Nel 1846 poté realizzare un ambito soggiorno a Firenze, accompagnata dalla madre e dal fratello Giuseppe. Fu l’occasione  tanto attesa di studiare la lingua di Dante, e di conoscere i maggiori esponenti della cultura toscana, da Guerrazzi a Giusti. Contattò l’editore Le Monnier, e  in luglio pubblicò un volumetto di liriche che incontrò un buon successo in tutta Italia. Ad agosto rientrò  a Palermo e l‘anno successivo, il 29 aprile, poté finalmente sposare  Giuseppe de Spuches, principe di Galati.
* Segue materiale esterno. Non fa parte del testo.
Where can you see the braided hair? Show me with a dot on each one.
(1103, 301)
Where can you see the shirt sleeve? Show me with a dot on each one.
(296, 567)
Il 17 febbraio 1848, mentre il cannone dei rivoluzionari insorti rombava a Porta Maqueda, Giuseppina spirava colta da un aneurisma, tre giorni dopo aver dato alla luce una bimba che morì poche ore dopo il parto. Il marito, colpito dall’atroce perdita, le dedicò  cinque elegie latine, e volle per lei un monumento nel Pantheon, opera dello scultore Valerio Villareale. A tre giorni di distanza anche la sorella Anna moriva di tisi.